Comparaison USA-UE du taux de croissance des PIB
L’examen du taux de croissance du PIB des Etats-Unis avec un échantillon de pays membres de l’UE au développement économique comparable montre un dynamisme économique supérieur des premiers et ce, sur la période 1995 à 2021. Sur cette période, seule la Suède présente un taux de croissance très légèrement supérieur à celui des Etats-Unis. Pour expliquer cet écart trois axes sont en général avancées : l’accumulation du capital, le progrès technique, l’évolution de l’emploi.

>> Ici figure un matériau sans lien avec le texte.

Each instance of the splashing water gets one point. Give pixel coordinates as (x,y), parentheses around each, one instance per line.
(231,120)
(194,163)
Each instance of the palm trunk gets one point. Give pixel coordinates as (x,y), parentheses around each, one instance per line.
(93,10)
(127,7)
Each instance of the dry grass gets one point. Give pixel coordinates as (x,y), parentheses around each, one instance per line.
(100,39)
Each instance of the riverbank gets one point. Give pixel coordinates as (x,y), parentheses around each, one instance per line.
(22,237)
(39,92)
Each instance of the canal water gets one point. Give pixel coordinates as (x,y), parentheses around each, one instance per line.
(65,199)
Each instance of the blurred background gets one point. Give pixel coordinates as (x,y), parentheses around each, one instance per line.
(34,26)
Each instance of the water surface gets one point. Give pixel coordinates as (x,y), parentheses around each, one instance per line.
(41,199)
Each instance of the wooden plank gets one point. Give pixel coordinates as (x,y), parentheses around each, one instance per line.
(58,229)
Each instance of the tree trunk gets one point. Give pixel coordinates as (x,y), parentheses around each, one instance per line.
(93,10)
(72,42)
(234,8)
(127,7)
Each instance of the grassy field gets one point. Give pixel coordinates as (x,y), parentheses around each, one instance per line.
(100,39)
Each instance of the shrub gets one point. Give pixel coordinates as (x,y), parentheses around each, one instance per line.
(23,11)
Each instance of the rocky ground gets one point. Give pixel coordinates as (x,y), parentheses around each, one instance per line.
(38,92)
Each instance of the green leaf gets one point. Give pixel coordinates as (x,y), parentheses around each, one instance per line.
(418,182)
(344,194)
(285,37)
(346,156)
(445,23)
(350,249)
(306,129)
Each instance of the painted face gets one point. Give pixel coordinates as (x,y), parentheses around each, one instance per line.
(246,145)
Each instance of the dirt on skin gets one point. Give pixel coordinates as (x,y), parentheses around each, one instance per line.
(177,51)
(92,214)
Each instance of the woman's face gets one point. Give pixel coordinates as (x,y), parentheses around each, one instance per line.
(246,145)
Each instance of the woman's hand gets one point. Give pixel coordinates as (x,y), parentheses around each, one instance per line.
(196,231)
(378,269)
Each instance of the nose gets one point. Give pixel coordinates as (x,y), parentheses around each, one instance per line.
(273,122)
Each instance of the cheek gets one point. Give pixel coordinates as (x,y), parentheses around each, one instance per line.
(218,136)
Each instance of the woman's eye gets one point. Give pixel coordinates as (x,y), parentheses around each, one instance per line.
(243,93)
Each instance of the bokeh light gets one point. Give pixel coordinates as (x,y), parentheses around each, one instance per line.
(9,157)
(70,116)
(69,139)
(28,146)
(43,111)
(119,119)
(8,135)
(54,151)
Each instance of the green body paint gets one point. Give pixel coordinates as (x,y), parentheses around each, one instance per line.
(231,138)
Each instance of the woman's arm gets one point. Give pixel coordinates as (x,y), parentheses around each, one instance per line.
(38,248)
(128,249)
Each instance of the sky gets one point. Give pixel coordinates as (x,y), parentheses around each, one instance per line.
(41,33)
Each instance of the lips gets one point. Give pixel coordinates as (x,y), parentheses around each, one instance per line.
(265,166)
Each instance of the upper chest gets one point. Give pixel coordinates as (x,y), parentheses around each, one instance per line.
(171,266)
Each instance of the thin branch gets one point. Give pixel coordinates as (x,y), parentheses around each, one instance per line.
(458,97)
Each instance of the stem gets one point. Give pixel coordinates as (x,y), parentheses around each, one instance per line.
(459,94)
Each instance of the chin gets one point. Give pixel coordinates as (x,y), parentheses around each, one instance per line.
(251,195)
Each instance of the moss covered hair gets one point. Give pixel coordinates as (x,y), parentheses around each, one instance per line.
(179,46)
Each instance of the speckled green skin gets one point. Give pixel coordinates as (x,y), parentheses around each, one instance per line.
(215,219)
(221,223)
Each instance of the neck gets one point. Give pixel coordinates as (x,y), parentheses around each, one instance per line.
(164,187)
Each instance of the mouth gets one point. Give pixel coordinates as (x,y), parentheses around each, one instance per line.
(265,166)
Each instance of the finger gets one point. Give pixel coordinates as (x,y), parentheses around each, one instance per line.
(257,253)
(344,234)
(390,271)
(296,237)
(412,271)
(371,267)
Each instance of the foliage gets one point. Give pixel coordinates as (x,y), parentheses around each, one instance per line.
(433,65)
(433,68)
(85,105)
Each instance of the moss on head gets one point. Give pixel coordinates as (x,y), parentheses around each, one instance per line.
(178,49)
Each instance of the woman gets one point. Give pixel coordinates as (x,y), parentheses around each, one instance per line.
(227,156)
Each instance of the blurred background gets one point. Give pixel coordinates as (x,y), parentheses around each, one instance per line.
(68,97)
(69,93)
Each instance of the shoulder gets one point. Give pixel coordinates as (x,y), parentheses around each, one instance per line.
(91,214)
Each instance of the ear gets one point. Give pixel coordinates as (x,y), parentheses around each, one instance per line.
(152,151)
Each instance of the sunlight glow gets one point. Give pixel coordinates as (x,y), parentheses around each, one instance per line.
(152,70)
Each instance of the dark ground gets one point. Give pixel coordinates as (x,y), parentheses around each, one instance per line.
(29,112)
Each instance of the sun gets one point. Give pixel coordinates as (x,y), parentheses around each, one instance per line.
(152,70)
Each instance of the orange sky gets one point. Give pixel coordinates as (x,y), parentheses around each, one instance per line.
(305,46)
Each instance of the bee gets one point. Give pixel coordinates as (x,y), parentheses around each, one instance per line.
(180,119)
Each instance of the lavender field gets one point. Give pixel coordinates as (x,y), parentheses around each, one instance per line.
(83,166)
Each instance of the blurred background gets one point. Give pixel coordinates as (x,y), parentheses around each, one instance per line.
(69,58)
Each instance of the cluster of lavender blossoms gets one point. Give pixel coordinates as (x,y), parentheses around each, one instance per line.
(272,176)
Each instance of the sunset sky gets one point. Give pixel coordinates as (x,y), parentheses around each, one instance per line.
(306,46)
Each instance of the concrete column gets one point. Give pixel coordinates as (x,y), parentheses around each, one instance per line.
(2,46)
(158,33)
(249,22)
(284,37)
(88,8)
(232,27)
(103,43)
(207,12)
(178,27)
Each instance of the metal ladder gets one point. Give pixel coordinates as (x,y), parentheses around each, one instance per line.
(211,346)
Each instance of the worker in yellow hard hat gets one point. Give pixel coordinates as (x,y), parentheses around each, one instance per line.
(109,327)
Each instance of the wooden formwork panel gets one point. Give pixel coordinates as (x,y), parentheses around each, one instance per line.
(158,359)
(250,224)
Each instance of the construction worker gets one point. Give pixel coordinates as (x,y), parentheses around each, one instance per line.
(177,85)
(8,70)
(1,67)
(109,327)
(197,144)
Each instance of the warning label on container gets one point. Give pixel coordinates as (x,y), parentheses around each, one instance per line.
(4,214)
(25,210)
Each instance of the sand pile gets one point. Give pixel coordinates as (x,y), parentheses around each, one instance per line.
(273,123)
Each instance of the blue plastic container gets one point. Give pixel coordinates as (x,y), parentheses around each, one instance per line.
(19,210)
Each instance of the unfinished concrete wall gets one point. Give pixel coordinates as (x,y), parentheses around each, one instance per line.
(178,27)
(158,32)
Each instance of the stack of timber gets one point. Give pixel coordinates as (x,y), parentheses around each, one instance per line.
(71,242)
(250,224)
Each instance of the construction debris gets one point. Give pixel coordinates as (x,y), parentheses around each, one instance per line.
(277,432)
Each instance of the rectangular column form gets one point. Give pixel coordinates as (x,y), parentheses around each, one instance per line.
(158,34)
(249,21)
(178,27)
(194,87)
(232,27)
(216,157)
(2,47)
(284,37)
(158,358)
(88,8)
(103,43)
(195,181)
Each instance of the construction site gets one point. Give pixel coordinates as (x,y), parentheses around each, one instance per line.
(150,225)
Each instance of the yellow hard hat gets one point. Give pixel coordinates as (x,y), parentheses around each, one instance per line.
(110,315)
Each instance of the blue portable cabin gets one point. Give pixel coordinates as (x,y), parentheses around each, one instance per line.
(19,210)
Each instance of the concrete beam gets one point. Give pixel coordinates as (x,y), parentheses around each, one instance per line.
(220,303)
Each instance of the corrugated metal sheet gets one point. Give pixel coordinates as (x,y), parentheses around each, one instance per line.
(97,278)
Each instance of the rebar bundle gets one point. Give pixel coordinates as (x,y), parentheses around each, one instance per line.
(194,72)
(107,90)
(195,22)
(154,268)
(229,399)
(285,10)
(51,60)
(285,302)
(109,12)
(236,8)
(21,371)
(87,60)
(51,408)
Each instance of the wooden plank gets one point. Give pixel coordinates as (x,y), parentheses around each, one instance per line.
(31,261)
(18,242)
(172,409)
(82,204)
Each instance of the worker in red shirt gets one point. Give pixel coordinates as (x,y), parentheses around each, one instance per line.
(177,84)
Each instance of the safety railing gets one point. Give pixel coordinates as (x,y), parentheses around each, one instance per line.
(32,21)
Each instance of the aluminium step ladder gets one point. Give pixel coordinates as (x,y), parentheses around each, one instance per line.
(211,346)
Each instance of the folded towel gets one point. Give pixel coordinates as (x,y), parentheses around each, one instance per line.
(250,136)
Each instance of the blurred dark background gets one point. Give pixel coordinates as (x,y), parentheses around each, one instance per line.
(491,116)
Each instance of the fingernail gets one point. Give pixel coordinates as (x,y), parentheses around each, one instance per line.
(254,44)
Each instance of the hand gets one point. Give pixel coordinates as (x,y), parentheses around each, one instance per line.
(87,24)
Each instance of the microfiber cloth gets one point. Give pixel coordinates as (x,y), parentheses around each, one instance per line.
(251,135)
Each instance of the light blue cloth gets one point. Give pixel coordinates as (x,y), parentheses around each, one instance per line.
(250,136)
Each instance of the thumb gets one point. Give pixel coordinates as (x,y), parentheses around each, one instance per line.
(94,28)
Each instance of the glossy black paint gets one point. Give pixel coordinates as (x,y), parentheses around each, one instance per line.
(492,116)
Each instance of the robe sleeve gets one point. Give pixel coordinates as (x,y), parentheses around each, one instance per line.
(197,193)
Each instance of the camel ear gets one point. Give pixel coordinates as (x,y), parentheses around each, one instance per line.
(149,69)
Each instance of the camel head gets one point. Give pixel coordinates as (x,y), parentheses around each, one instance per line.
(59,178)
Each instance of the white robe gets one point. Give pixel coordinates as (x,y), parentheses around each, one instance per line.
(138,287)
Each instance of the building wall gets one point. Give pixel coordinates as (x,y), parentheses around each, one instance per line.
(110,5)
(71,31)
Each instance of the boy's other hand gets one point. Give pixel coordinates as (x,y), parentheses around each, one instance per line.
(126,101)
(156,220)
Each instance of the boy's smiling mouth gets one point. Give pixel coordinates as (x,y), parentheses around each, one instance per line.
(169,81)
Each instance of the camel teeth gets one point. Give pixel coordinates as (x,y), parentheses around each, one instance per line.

PIB volume | 1995-2021 | par an | Ecart USA en point de % |
---|---|---|---|
États-Unis | 84% | 2,4% | |
Allemagne | 38% | 1,2% | -1,15 |
Espagne | 56% | 1,7% | -0,66 |
France | 46% | 1,5% | -0,93 |
Italie | 12% | 0,4% | -1,95 |
Suède | 85% | 2,4% | 0,01 |
Source : OCDE
Focus sur l'accumulation du capital
En ce qui concerne l’accumulation du capital, les ratios de gestion mesurant la marge brute (Excédent brut d’exploitation) et la capacité d’autofinancement (Epargne brute) sont examinés afin de voir s’il existe des différences essentielles dans les conditions d’exploitation des sociétés non financières. En effet, une accumulation de capital supérieure doit se traduire par un taux de marge et une capacité d’autofinancement supérieurs, permettant de financer des investissements supérieurs. En moyenne de 1995 à 2021 le taux de marge des Etats-Unis est inférieur à celui de l’ensemble des autres pays sélectionné.
Source : Eurostat, OCDE
Le même constat vaut pour la capacité d’autofinancement des sociétés non financières. Et donc, sans surprise, l’accumulation brute du capital a été plus faible aux Etats-Unis que dans les autres pays de notre échantillon
Source : Eurostat, OCDE
En revanche la consommation de capital fixe, qui correspond à la dépréciation subie par le stock d'actifs fixes au cours de la période considérée par suite d'usure normale et d'obsolescence prévisible ou de dommages accidentels pouvant être considérés comme normaux, est moins importante aux Etats-Unis. De ce fait l’accumulation nette de capital fixe est plus favorable.
Source : OCDE
Pour préciser le rôle de cette accumulation de capital, le rapport Capital fixe sur PIB a été calculé de 2000 à 2021 (années disponibles pour l’ensemble de l’échantillon)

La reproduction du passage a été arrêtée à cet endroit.